Other approaches include watching nature programs, observing an animal if you are in a position to do so, or meditating on the image or idea of an animal. Ask yourself what you feel about this animal? Does it remind you of any people you know? What do you admire about this animal? What do you fear? Your answers to these questions can trigger some valuable results.

If You Dream It, Is It Yours?

I apply this question to the matter of personal totem animals. If you have recurrent dreams about an animal (I do about bears), the chances are good that it's one of your guides. The key, from my experience, is a strong feeling about that animal.

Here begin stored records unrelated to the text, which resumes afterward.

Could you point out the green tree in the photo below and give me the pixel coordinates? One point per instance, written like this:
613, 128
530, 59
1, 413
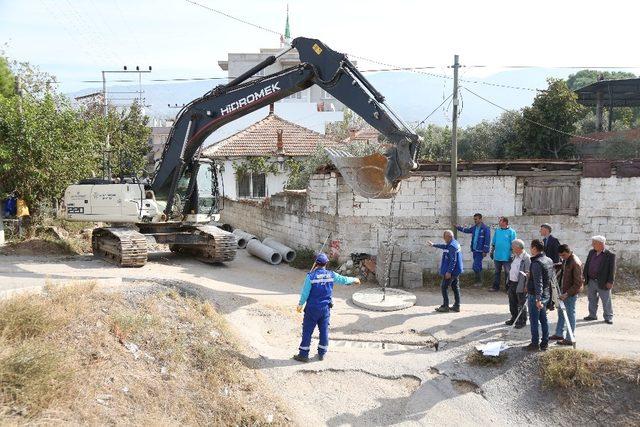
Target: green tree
585, 77
7, 79
339, 131
128, 139
623, 117
46, 146
544, 129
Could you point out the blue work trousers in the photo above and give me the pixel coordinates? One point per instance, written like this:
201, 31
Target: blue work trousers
315, 316
538, 316
477, 262
455, 286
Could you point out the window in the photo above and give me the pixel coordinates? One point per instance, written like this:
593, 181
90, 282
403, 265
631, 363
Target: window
551, 196
252, 185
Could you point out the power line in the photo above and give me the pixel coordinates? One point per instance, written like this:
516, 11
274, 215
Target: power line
260, 27
529, 120
434, 110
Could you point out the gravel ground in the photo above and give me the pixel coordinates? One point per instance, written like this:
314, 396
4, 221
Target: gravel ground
382, 367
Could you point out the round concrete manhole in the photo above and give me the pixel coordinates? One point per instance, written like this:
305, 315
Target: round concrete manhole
376, 299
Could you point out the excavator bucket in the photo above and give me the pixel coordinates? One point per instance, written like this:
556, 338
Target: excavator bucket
367, 176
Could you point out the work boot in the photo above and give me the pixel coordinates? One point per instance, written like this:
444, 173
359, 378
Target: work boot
300, 358
443, 309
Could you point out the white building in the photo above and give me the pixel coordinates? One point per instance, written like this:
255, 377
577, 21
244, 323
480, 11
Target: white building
274, 139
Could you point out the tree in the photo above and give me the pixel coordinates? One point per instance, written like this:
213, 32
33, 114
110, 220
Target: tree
623, 117
7, 79
46, 147
128, 139
585, 77
339, 131
544, 129
436, 145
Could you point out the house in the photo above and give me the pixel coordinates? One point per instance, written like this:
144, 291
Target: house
254, 161
238, 63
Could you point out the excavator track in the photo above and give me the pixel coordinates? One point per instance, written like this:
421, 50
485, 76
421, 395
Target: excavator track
219, 245
121, 246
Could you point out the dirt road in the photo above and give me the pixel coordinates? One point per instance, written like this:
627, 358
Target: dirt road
382, 367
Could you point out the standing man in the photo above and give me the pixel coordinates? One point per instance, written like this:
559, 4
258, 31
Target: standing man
22, 212
518, 274
551, 244
501, 251
539, 293
572, 282
599, 274
479, 243
317, 293
450, 269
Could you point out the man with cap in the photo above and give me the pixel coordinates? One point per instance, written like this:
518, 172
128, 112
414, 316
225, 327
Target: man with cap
317, 293
599, 273
551, 244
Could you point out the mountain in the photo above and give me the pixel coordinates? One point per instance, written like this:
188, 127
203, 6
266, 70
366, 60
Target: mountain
412, 95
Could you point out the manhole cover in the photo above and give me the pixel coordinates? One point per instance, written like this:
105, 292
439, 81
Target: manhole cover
377, 300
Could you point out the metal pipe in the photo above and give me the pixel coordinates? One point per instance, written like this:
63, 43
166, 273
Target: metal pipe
287, 253
243, 237
264, 252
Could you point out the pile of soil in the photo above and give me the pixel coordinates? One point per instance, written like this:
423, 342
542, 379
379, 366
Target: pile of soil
37, 246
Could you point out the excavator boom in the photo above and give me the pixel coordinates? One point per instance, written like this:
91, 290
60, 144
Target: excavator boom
373, 176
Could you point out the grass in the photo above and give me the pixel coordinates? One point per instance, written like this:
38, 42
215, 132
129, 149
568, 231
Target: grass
570, 368
67, 355
476, 358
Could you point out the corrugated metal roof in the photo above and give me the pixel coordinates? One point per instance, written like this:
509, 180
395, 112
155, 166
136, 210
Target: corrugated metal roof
260, 139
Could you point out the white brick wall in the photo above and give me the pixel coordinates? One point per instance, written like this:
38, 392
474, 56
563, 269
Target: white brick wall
608, 206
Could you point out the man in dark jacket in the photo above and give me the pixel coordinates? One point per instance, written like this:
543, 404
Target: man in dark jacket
599, 274
480, 240
450, 269
551, 244
539, 292
572, 282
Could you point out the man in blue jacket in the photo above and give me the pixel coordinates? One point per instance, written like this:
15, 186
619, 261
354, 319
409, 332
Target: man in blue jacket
317, 293
501, 252
450, 269
479, 243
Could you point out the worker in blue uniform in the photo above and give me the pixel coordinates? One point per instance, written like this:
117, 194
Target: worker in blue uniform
450, 269
317, 293
479, 243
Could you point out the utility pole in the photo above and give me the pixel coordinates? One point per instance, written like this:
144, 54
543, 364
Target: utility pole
454, 149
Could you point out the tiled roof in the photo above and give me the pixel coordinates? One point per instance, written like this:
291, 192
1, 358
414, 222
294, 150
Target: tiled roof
260, 139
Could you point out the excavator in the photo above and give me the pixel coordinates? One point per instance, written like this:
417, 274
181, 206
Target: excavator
180, 204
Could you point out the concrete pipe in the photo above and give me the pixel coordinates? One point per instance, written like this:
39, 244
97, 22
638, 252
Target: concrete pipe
287, 253
264, 252
243, 237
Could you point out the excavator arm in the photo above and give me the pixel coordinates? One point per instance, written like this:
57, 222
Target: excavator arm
373, 176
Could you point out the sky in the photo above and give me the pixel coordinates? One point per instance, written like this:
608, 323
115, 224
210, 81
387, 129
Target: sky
76, 39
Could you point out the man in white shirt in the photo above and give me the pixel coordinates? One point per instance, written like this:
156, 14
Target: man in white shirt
518, 272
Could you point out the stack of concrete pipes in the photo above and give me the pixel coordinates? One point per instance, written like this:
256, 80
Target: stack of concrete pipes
269, 250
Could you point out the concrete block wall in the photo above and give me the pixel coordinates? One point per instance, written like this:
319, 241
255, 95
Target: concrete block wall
608, 206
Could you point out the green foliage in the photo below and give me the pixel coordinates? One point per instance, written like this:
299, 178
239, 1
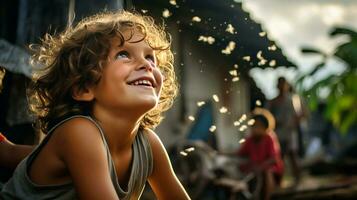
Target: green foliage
342, 99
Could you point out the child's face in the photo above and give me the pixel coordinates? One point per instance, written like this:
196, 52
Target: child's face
130, 81
258, 129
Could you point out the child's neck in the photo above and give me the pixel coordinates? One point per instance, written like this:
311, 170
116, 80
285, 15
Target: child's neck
119, 130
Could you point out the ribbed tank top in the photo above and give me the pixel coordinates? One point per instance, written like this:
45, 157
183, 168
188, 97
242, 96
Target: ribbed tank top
21, 187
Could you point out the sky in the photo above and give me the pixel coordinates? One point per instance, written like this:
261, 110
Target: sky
296, 24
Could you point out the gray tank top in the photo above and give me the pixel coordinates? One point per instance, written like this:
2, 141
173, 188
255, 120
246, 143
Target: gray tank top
21, 187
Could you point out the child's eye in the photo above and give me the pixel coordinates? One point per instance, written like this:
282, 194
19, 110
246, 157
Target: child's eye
122, 55
151, 58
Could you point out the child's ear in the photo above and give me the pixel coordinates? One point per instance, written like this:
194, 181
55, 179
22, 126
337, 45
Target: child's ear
83, 94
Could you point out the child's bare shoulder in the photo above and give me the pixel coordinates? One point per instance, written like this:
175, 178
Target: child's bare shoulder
152, 137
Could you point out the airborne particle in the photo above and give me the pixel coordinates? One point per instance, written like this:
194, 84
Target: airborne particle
192, 118
251, 122
246, 58
196, 19
258, 103
262, 34
183, 153
230, 47
235, 79
190, 149
233, 72
230, 29
212, 128
173, 2
223, 109
166, 13
208, 39
272, 63
200, 103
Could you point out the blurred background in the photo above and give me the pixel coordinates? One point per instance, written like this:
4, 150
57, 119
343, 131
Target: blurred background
229, 55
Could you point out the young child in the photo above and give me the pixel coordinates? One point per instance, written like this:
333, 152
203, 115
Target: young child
104, 86
263, 151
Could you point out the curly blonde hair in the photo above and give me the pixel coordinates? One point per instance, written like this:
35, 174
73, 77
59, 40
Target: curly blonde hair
76, 57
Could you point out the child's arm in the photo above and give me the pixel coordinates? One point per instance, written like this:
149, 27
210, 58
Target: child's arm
11, 154
80, 147
163, 180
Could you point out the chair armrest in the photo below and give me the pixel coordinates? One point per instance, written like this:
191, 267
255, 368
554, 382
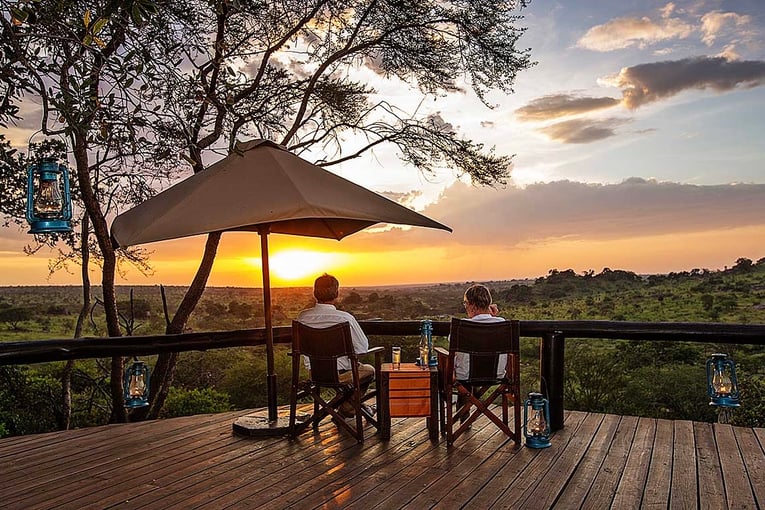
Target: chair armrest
373, 350
379, 352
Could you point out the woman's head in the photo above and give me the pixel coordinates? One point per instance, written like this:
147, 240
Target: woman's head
478, 296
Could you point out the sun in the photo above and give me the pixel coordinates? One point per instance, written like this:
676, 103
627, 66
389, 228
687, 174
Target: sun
292, 266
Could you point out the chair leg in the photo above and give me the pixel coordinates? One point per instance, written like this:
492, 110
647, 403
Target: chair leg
293, 411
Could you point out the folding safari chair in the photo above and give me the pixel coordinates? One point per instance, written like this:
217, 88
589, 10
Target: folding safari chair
323, 347
484, 343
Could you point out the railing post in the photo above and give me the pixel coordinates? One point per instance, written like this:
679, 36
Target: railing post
551, 365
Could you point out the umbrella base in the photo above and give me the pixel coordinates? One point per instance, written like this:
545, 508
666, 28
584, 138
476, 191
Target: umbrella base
258, 425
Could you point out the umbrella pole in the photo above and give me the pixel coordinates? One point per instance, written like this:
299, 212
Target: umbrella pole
271, 376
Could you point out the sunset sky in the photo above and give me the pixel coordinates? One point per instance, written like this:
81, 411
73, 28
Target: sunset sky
638, 143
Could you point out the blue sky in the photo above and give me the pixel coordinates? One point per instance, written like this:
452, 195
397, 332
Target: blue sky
637, 142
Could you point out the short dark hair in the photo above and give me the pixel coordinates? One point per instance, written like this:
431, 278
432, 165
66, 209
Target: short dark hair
478, 295
326, 288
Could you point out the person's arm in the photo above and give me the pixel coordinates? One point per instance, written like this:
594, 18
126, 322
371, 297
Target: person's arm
360, 340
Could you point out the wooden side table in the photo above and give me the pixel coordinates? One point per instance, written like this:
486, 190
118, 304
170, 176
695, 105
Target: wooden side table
408, 392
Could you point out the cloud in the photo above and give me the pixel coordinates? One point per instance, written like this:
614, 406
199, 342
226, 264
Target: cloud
517, 217
561, 105
582, 130
647, 83
715, 24
626, 32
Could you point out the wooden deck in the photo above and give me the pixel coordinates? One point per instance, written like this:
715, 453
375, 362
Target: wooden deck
597, 461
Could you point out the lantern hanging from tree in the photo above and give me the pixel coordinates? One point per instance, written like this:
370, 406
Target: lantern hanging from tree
722, 383
49, 201
136, 384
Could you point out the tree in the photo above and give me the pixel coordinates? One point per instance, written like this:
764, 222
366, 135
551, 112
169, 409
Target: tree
136, 81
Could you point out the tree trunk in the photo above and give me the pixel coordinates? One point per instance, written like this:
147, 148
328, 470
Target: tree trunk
101, 231
66, 376
164, 370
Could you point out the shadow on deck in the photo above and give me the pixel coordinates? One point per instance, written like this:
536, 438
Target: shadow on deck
597, 461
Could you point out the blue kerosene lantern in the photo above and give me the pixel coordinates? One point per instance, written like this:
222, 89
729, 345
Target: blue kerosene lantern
722, 383
49, 201
427, 354
536, 421
136, 385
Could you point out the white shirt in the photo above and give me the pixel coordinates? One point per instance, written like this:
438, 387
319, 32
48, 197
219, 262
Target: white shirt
323, 315
462, 359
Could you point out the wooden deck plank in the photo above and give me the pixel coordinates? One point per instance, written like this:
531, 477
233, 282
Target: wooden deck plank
738, 489
603, 488
753, 452
582, 477
656, 495
102, 461
462, 457
629, 493
501, 466
550, 471
197, 462
347, 479
711, 489
684, 490
245, 474
316, 487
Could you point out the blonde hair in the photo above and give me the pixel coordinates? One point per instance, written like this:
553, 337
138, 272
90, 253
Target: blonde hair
478, 295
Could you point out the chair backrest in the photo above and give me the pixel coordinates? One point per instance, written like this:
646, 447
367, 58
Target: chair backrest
484, 343
323, 347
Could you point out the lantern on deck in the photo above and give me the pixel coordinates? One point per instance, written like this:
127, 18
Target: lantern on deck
722, 383
49, 202
136, 385
536, 421
428, 356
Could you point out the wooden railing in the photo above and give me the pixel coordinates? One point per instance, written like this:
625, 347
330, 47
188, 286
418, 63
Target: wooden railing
552, 335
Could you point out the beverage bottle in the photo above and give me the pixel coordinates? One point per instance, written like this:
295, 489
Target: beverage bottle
424, 345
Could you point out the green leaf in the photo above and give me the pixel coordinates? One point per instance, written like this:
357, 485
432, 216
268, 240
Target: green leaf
99, 25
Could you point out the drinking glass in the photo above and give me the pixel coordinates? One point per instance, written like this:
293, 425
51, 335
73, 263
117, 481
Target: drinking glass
396, 356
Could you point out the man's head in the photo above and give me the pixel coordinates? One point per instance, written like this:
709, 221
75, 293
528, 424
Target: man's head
478, 297
325, 288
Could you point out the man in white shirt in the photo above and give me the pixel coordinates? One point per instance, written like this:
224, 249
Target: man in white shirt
323, 314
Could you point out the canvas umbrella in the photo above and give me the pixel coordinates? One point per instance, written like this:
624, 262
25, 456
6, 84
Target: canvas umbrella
262, 187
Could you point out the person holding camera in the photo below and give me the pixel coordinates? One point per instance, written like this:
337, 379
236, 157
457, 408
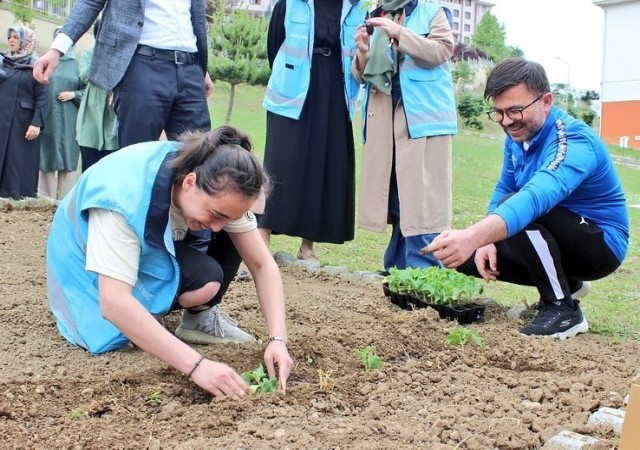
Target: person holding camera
409, 117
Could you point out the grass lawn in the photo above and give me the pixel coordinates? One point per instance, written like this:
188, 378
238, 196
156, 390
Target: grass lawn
612, 308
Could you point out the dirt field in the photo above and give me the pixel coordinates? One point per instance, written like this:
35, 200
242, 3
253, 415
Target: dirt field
514, 393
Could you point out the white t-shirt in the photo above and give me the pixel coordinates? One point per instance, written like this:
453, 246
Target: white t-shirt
113, 248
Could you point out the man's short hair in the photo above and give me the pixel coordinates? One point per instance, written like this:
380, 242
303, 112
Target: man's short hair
514, 71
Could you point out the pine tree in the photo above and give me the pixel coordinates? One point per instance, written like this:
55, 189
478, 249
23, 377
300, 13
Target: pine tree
238, 51
490, 37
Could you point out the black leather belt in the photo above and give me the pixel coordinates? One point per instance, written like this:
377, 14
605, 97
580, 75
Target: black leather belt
324, 51
176, 56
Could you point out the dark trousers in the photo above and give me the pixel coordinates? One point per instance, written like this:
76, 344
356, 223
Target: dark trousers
158, 94
90, 156
553, 253
219, 264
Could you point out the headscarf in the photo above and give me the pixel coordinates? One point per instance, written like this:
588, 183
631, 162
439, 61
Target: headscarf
28, 45
69, 54
382, 64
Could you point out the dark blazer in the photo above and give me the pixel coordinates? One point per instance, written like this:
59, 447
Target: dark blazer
119, 35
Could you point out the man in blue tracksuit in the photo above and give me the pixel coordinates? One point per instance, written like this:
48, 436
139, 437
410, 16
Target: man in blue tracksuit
557, 216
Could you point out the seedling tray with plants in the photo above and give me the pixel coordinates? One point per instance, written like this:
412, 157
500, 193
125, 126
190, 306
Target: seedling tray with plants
447, 291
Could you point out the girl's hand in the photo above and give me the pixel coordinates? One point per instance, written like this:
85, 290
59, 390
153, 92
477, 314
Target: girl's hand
66, 96
390, 27
277, 355
362, 39
32, 133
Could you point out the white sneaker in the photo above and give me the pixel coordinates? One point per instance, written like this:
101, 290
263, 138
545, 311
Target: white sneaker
211, 326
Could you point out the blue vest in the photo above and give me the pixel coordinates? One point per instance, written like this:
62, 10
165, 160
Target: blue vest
291, 72
427, 94
135, 183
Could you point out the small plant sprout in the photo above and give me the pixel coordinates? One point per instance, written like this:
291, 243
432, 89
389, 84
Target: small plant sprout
326, 382
259, 382
77, 413
155, 398
462, 336
368, 357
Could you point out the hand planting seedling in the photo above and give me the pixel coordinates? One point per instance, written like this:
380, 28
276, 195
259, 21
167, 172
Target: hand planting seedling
368, 358
462, 335
155, 398
259, 382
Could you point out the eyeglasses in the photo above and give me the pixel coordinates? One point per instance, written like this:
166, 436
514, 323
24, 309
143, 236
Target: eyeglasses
515, 114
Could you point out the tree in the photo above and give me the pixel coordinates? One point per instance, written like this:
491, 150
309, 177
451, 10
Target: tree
22, 11
489, 37
470, 107
463, 74
238, 51
588, 96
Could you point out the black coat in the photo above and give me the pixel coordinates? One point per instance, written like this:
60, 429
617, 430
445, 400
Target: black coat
23, 102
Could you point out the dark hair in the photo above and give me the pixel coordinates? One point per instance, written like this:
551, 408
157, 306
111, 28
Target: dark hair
222, 161
514, 71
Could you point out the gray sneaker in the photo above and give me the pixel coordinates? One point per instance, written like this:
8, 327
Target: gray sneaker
211, 326
582, 290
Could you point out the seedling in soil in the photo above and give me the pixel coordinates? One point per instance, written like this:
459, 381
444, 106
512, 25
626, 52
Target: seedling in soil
368, 357
155, 398
259, 382
77, 413
462, 336
327, 383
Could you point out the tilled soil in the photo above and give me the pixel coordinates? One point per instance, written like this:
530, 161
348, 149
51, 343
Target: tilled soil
512, 393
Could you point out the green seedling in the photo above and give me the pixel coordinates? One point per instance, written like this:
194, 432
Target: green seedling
155, 398
77, 413
434, 285
259, 382
368, 357
462, 336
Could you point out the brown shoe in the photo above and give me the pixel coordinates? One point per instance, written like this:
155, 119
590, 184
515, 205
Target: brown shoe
308, 255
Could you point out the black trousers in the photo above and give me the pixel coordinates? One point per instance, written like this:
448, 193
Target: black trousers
158, 94
554, 253
220, 264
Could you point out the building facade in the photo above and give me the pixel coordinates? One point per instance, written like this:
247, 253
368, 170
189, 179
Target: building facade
620, 90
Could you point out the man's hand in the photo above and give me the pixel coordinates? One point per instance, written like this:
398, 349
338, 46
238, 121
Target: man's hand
208, 85
44, 66
452, 247
486, 260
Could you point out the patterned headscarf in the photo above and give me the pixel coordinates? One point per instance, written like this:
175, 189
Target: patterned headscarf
28, 42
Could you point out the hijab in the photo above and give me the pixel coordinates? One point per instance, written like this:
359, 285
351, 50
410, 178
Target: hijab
26, 52
69, 54
383, 60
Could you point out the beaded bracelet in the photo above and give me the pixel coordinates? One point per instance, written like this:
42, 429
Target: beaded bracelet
195, 366
277, 338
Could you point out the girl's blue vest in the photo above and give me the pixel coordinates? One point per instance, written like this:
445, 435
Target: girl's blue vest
135, 183
291, 71
427, 93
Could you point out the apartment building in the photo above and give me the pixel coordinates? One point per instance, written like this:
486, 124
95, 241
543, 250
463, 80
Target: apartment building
620, 90
466, 16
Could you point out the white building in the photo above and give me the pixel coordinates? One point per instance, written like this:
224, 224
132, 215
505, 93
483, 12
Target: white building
620, 90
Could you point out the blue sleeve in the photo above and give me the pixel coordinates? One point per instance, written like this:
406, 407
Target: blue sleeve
506, 183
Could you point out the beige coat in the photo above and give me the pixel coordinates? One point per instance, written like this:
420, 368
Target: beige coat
423, 165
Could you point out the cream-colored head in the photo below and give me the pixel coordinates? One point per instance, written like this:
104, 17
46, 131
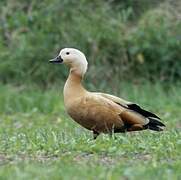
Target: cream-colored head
73, 58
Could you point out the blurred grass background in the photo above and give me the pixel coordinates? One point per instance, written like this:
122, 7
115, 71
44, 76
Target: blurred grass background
134, 51
133, 40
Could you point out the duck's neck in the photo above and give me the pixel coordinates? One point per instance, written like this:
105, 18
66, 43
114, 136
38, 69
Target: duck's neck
73, 87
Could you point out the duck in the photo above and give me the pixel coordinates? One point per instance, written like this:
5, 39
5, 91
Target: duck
96, 111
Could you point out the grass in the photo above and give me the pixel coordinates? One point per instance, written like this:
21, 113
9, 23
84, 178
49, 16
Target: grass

Sometimes it's a strong negative feeling. If I were to have a personal encounter with a beast that kills its prey with one bound, I might not be waving and saying "Hey, there, power animal." I'm happy to have Jaguar visit me in the dream world. Because the connection felt so strong and powerful, I believed that Jaguar was, at least for a time, one of my animal companions. I explored this connection further by taking the Jaguar Wild Earth Animal Essence.

More on Crystals, Flowers, and Trees

If you dream about an identifiable crystal, you may want to explore the characteristics it represents, and you may also want to meditate with it.

If you dream about a crystal you don't recognize, check out books or online guides to see if you can find a similar-looking stone. Sometimes, though, we get very original in our crystal dreams, imagining stones that never were. Consider meditating on what you remember of its appearance and the feeling you had during the dream. Be open to the idea that in working with this stone of your imagination, you will have the opportunity to explore new realms.

Like crystals, dream flowers and trees may or may not be identifiable. Follow the same principles. If a majestic oak tree appears in your dream, research its spiritual properties and also look up the companion Bach Flower Remedy. If you've created a magical tree, discover its magic. You can follow the same practice with flowers that grow in your dreams.

I hope you find the information in this three-part series valuable, and I wish you happy dreaming.